A notícia como um vírus
Por Carlos Castilho, jornalista renomado, tendo sido editor de telejornais da TV Globo e chefe do escritório dessa emissora em Londres, além de ter participado como repórter, redator e editor de outros veículos com expressão nacional |
Fonte: Observatório
da Imprensa
O último número da publicação acadêmica
Nieman Reports
sugere que, na era virtual, a notícia deve ser tratada como se fosse
um vírus em vez de uma mercadoria ou produto acabado. A proposta está
no
artigo de Melissa Ludtke, a editora do número especial da Nieman
Reports dedicado às perspectivas do jornalismo na internet, no qual
ela insiste na necessidade de procurar uma redefinição do
conceito de notícia, dando ênfase a um enfoque dinâmico
baseado na remixagem, recombinação ou mash-up de conteúdos.

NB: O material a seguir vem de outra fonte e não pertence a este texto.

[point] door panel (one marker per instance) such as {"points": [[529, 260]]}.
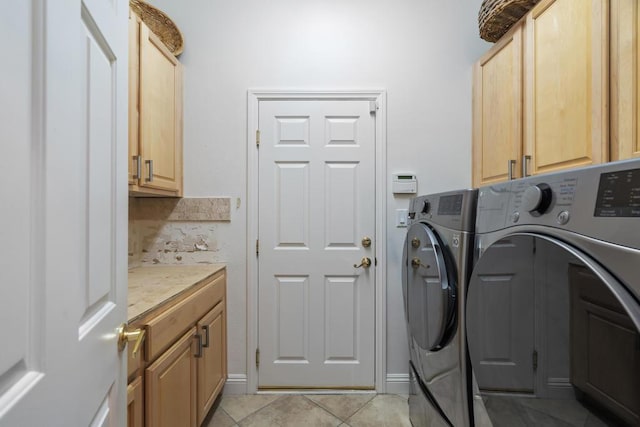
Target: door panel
{"points": [[316, 198], [65, 273], [565, 97], [500, 316]]}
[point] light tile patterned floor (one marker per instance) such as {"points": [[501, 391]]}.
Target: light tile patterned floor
{"points": [[283, 410]]}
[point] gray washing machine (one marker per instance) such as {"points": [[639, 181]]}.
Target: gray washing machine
{"points": [[437, 254], [553, 304]]}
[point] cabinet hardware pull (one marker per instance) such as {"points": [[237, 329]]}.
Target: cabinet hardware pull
{"points": [[205, 328], [138, 173], [525, 165], [510, 165], [199, 353], [150, 163]]}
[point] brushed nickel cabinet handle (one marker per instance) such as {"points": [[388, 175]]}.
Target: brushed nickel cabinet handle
{"points": [[205, 328], [199, 338], [511, 163], [525, 163], [150, 163], [138, 160]]}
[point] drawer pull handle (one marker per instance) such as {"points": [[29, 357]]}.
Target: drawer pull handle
{"points": [[205, 328], [199, 353], [510, 166], [150, 163]]}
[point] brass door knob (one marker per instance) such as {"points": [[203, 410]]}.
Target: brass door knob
{"points": [[364, 263], [125, 335]]}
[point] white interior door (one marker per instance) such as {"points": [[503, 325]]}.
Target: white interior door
{"points": [[316, 205], [63, 255]]}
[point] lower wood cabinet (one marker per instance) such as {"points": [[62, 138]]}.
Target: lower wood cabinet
{"points": [[212, 366], [183, 366], [135, 409], [170, 394]]}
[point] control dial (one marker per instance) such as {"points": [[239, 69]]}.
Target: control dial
{"points": [[537, 199]]}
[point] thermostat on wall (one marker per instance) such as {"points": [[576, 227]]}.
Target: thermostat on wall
{"points": [[404, 183]]}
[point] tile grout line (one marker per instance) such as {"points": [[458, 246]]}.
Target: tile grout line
{"points": [[324, 409], [257, 410]]}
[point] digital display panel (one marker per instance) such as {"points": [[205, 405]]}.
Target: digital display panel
{"points": [[450, 205], [619, 194]]}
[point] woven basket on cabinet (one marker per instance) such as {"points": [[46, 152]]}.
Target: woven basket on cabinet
{"points": [[497, 16], [161, 25]]}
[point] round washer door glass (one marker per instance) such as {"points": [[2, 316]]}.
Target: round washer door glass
{"points": [[430, 289]]}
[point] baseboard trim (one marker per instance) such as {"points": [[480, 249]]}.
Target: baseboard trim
{"points": [[236, 384], [397, 384]]}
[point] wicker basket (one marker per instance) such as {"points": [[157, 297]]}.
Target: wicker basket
{"points": [[497, 16], [161, 25]]}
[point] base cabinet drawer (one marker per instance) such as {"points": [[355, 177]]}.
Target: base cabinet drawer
{"points": [[135, 403], [212, 366], [182, 368], [171, 386]]}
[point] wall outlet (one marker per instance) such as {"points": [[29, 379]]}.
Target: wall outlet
{"points": [[401, 217]]}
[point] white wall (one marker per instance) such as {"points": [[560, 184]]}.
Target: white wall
{"points": [[420, 51]]}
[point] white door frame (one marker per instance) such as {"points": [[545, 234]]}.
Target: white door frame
{"points": [[254, 96]]}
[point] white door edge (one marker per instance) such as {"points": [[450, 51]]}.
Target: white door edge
{"points": [[254, 96]]}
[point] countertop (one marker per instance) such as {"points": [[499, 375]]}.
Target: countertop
{"points": [[152, 286]]}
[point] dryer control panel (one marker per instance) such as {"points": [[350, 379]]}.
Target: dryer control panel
{"points": [[602, 202]]}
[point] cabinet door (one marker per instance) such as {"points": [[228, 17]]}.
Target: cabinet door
{"points": [[566, 116], [170, 386], [497, 111], [160, 114], [135, 408], [134, 78], [625, 79], [212, 366]]}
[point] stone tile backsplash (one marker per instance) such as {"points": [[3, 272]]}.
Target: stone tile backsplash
{"points": [[175, 231]]}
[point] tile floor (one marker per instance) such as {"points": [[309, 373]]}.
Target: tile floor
{"points": [[516, 412], [283, 410]]}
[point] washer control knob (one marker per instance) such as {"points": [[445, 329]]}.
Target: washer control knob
{"points": [[537, 199], [426, 207], [563, 217]]}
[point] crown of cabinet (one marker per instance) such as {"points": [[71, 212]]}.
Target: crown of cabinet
{"points": [[155, 114]]}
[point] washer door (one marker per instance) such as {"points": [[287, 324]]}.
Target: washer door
{"points": [[429, 288], [547, 324]]}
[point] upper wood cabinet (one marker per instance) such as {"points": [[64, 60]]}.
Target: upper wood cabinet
{"points": [[155, 114], [540, 94], [625, 79], [497, 111]]}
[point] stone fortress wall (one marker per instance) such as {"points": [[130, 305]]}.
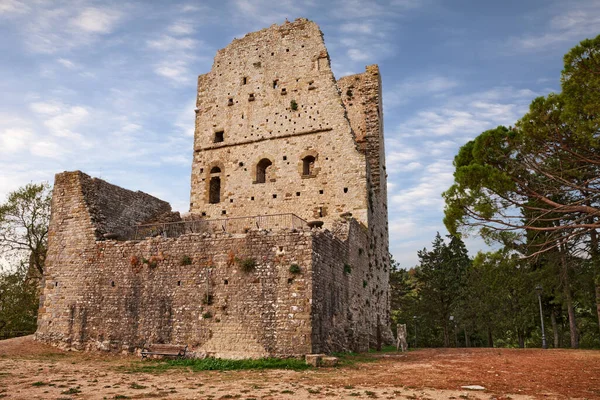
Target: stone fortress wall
{"points": [[251, 149]]}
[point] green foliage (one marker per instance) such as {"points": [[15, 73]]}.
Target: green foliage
{"points": [[295, 269], [186, 260], [534, 188], [246, 264], [19, 299], [219, 364], [24, 221], [442, 275]]}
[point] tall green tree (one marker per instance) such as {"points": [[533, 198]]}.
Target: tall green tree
{"points": [[19, 297], [24, 220], [441, 275], [543, 175]]}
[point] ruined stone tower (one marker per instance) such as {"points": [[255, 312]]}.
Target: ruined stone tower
{"points": [[285, 251]]}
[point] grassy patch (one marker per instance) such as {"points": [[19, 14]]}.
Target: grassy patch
{"points": [[218, 364]]}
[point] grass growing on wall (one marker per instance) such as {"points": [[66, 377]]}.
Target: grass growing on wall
{"points": [[219, 364]]}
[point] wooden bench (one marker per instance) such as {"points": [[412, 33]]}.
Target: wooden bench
{"points": [[166, 350]]}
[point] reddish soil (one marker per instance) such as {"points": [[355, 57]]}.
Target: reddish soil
{"points": [[30, 370]]}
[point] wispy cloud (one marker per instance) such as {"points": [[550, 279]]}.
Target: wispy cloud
{"points": [[572, 21], [95, 20], [52, 27], [403, 92], [469, 115], [8, 7]]}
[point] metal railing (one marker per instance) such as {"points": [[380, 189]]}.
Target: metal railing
{"points": [[229, 225]]}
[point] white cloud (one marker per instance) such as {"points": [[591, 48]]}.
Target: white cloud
{"points": [[181, 28], [14, 140], [53, 27], [175, 70], [355, 27], [435, 178], [64, 123], [47, 149], [421, 86], [358, 55], [13, 7], [68, 64], [47, 108], [469, 115], [573, 21], [95, 20], [169, 43], [267, 12]]}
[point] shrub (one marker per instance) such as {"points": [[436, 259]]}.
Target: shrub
{"points": [[295, 269]]}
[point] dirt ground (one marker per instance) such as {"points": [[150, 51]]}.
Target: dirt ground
{"points": [[30, 370]]}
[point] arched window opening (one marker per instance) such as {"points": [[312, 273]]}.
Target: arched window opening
{"points": [[261, 170], [308, 165], [215, 190]]}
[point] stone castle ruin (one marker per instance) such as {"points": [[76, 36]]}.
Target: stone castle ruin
{"points": [[285, 249]]}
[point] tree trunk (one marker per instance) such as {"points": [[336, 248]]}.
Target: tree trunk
{"points": [[569, 300], [446, 336], [555, 331], [597, 284], [521, 338]]}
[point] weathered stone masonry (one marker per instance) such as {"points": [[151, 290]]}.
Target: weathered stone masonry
{"points": [[255, 153]]}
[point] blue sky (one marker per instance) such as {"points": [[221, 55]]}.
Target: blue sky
{"points": [[108, 87]]}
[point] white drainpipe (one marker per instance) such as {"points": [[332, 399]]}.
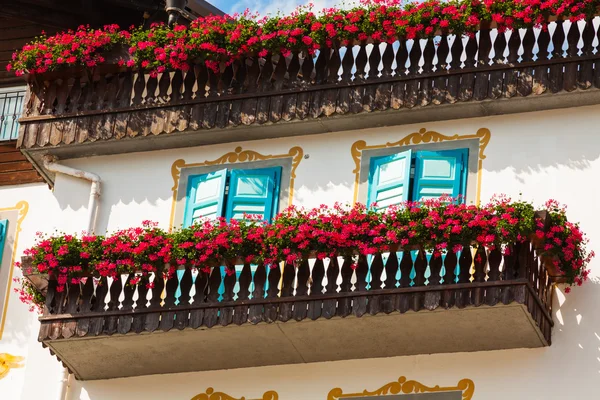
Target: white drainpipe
{"points": [[51, 165]]}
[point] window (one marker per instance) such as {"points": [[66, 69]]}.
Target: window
{"points": [[417, 175], [233, 194], [11, 106]]}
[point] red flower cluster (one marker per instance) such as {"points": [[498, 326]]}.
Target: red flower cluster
{"points": [[81, 47], [438, 225], [216, 39]]}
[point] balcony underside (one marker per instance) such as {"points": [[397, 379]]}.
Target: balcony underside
{"points": [[383, 335]]}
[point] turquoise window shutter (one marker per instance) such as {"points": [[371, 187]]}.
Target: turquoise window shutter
{"points": [[440, 173], [389, 178], [3, 235], [253, 192], [205, 196]]}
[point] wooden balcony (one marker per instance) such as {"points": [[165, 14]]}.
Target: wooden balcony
{"points": [[78, 113], [392, 304]]}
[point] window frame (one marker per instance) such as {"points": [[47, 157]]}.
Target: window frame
{"points": [[472, 165], [285, 181]]}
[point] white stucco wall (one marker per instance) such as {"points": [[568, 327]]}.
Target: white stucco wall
{"points": [[552, 154]]}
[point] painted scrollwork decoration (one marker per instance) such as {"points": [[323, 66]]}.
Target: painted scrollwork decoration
{"points": [[210, 394], [404, 386], [8, 362]]}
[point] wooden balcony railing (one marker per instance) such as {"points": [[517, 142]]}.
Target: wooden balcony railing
{"points": [[384, 283], [81, 106]]}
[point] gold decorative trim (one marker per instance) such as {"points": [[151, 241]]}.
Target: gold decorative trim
{"points": [[212, 395], [423, 136], [23, 208], [403, 386], [238, 155], [8, 362]]}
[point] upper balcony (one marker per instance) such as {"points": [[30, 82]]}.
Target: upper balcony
{"points": [[78, 113], [390, 304]]}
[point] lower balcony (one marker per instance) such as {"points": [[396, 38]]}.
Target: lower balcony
{"points": [[390, 304]]}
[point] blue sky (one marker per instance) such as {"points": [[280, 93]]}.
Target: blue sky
{"points": [[269, 6]]}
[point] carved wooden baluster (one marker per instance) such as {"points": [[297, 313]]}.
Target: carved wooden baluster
{"points": [[123, 98], [300, 307], [412, 86], [333, 270], [509, 273], [359, 303], [260, 278], [450, 263], [496, 85], [316, 99], [124, 321], [586, 71], [61, 103], [240, 313], [373, 302], [406, 265], [45, 326], [105, 123], [345, 304], [214, 282], [237, 87], [68, 329], [197, 110], [139, 320], [467, 82], [520, 292], [83, 324], [289, 100], [432, 299], [399, 87], [97, 323], [345, 94], [419, 281], [316, 289], [271, 309], [303, 103], [388, 302], [275, 108], [210, 109], [201, 287], [556, 70], [357, 92], [224, 89], [287, 291], [264, 86], [570, 73], [330, 96], [525, 81], [481, 87], [58, 308], [152, 319], [480, 263], [369, 92], [540, 73], [383, 91], [455, 65], [167, 317], [177, 117], [597, 65], [492, 295], [439, 92], [425, 90], [512, 75], [463, 297], [226, 313]]}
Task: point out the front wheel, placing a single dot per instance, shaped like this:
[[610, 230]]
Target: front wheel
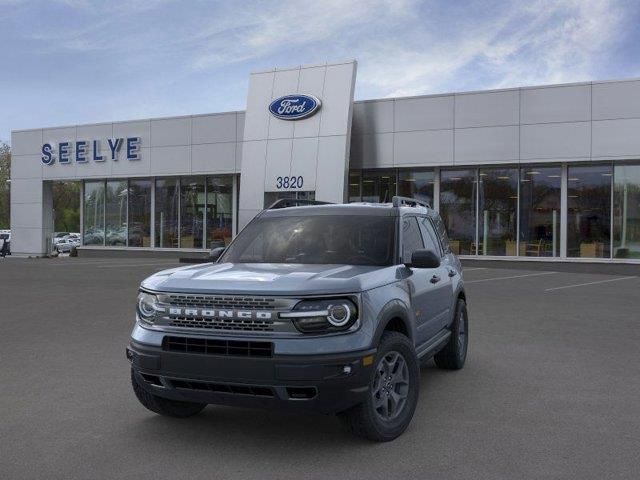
[[454, 354], [164, 406], [393, 392]]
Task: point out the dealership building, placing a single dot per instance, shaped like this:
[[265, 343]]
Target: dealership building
[[548, 172]]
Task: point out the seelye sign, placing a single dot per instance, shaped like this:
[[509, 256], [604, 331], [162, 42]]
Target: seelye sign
[[83, 151], [294, 107]]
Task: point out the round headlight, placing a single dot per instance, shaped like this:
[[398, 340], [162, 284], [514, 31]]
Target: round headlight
[[146, 305], [339, 315]]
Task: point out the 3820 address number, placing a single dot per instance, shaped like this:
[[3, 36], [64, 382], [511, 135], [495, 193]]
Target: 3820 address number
[[289, 182]]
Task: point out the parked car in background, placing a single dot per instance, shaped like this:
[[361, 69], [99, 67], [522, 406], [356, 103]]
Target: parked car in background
[[66, 244], [57, 237], [5, 242]]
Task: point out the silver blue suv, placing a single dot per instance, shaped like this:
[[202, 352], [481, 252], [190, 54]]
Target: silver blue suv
[[313, 307]]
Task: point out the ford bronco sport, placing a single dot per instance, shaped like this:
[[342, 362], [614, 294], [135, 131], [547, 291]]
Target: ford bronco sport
[[313, 307]]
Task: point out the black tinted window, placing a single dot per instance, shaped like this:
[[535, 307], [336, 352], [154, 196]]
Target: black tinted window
[[411, 238], [441, 230], [317, 239], [429, 235]]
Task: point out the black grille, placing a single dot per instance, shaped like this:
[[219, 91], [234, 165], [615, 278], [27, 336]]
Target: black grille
[[222, 323], [221, 302], [254, 390], [207, 346]]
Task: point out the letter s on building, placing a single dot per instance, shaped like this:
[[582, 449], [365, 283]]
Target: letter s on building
[[47, 156]]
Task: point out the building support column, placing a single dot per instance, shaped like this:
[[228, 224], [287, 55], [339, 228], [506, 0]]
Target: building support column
[[436, 189], [563, 210]]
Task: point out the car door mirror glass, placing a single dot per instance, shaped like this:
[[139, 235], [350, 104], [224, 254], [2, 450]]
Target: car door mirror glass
[[424, 259], [215, 253]]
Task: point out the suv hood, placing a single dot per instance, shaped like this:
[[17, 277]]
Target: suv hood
[[271, 279]]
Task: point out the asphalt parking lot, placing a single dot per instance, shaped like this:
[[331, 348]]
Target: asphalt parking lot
[[551, 389]]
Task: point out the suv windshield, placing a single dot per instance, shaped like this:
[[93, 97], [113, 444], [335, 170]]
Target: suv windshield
[[317, 239]]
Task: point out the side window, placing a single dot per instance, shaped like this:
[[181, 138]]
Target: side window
[[442, 233], [411, 238], [430, 239]]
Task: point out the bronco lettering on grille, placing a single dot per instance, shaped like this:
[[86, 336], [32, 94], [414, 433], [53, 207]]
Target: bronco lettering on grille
[[212, 313]]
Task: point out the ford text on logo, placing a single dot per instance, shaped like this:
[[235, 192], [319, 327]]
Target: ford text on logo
[[294, 107], [82, 151]]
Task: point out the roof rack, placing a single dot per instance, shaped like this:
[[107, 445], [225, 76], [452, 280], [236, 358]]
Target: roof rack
[[294, 202], [408, 202]]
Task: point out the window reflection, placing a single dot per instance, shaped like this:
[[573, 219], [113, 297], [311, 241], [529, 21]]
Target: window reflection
[[354, 187], [93, 213], [219, 211], [378, 186], [191, 212], [416, 184], [458, 209], [116, 213], [139, 213], [498, 199], [166, 213], [589, 211], [540, 193], [626, 208]]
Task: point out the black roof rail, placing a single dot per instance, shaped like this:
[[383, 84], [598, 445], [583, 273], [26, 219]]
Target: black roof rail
[[294, 202], [409, 202]]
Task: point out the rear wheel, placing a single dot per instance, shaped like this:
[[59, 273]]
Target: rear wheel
[[392, 395], [164, 406], [454, 354]]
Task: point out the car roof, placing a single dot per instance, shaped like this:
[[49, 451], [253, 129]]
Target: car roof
[[356, 209]]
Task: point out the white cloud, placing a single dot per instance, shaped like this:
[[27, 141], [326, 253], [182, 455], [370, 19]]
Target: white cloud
[[547, 42]]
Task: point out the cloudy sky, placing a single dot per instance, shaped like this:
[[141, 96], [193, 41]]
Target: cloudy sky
[[81, 61]]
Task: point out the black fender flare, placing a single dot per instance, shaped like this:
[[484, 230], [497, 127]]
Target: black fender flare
[[392, 310]]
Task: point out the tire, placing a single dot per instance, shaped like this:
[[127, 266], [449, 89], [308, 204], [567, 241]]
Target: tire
[[454, 354], [164, 406], [368, 419]]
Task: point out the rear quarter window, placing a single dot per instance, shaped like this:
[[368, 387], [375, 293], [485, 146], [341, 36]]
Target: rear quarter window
[[442, 233]]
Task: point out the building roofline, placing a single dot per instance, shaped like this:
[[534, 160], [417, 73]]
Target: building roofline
[[371, 100]]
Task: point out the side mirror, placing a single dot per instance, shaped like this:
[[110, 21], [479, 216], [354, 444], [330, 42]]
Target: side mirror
[[215, 253], [424, 259]]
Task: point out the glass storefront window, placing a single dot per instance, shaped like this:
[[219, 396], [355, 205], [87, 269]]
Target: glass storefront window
[[93, 213], [116, 213], [416, 184], [589, 211], [139, 213], [219, 211], [271, 197], [354, 187], [458, 209], [540, 193], [626, 208], [192, 208], [166, 213], [378, 186], [498, 211]]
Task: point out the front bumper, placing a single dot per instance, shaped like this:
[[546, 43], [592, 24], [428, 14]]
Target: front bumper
[[326, 383]]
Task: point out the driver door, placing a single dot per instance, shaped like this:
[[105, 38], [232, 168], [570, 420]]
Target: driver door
[[423, 287]]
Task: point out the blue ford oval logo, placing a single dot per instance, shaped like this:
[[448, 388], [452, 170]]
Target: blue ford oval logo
[[294, 107]]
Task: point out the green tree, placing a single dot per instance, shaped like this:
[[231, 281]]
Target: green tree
[[5, 169]]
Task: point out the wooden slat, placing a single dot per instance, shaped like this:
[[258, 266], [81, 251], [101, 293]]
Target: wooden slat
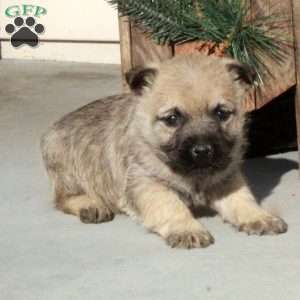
[[283, 75], [296, 21], [125, 48]]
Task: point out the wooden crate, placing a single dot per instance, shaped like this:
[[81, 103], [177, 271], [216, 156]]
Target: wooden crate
[[138, 49]]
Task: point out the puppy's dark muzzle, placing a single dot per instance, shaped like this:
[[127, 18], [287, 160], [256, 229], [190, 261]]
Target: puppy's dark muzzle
[[202, 154]]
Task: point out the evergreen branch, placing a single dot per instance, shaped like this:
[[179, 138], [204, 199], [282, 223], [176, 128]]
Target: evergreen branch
[[219, 21]]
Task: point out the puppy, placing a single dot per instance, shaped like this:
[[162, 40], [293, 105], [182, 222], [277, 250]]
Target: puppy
[[174, 143]]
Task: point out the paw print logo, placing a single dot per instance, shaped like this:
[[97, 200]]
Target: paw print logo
[[24, 33]]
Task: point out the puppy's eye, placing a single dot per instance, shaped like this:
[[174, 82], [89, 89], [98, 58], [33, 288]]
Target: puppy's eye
[[172, 120], [222, 113]]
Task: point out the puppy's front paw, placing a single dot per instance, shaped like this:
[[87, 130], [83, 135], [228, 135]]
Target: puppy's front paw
[[266, 225], [190, 239]]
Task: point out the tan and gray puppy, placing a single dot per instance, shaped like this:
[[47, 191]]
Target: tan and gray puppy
[[174, 143]]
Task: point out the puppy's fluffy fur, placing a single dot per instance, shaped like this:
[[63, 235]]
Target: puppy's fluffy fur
[[175, 142]]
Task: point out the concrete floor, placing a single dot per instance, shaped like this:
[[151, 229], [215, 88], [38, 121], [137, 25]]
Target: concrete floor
[[47, 255]]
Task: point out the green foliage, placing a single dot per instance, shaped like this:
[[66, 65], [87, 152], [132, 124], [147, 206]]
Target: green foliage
[[178, 21]]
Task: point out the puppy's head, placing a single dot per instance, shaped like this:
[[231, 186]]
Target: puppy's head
[[190, 111]]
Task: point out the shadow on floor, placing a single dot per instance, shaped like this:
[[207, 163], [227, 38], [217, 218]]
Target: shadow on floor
[[264, 174]]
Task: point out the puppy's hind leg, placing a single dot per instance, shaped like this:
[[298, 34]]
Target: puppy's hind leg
[[87, 209], [72, 200]]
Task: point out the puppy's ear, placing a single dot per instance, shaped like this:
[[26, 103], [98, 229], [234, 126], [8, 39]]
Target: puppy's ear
[[242, 73], [140, 78]]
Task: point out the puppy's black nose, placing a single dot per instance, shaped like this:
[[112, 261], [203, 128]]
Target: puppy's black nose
[[202, 152]]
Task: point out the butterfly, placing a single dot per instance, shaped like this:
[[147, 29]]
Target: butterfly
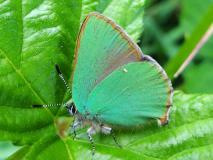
[[114, 84]]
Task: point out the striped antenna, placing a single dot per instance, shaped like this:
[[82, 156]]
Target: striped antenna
[[47, 105], [62, 78]]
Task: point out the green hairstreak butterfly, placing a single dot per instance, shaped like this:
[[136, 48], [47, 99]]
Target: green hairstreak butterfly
[[114, 83]]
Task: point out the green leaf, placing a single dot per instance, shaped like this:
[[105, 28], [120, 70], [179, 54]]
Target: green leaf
[[191, 42], [189, 19], [126, 13], [188, 135], [35, 35]]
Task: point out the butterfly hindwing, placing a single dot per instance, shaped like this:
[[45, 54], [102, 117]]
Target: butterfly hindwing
[[102, 46], [131, 95]]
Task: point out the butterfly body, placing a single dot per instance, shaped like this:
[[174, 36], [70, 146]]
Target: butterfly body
[[114, 82]]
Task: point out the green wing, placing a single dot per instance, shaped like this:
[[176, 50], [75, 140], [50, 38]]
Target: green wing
[[102, 46], [131, 95]]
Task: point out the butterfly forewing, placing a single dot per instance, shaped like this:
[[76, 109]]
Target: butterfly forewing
[[101, 48]]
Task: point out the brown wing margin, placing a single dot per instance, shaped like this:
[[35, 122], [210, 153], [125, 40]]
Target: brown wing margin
[[165, 118], [138, 53]]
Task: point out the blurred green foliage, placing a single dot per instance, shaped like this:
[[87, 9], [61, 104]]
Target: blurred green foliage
[[167, 25]]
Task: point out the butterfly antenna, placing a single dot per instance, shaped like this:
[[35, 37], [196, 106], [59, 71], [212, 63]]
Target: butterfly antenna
[[46, 105], [62, 78]]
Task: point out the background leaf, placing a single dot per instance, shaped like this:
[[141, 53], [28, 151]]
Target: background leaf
[[35, 36], [188, 135]]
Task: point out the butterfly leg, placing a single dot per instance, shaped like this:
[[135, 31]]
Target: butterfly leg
[[91, 131], [75, 125], [108, 130]]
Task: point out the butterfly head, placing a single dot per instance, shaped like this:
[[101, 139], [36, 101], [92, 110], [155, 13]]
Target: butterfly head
[[71, 107]]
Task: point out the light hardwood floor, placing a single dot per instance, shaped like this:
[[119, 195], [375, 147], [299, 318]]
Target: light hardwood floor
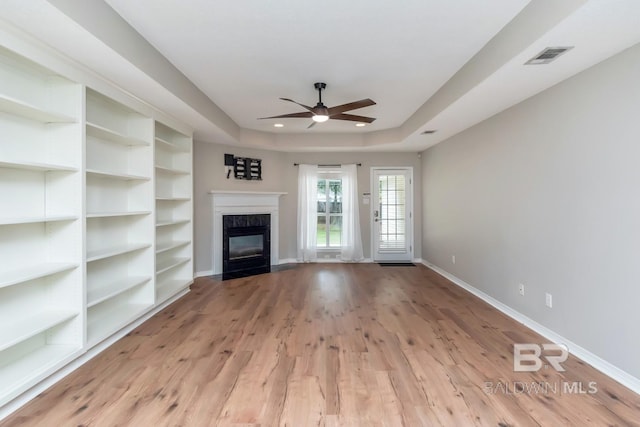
[[328, 344]]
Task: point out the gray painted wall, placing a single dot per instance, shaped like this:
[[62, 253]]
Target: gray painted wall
[[546, 194], [279, 174]]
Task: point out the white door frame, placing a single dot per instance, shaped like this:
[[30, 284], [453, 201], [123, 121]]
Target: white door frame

Melissa Ludtke afirma que, no ambiente virtual, os jornalistas terão que se acostumar com a idéia de que a notícia inevitavelmente escapará do seu controle. Que uma vez publicada, ela será comentada, complementada e refeita num circuito formado por weblogs, listas de discussão, comunidades online, chats e páginas wiki, sem que o autor original possa interferir no processo.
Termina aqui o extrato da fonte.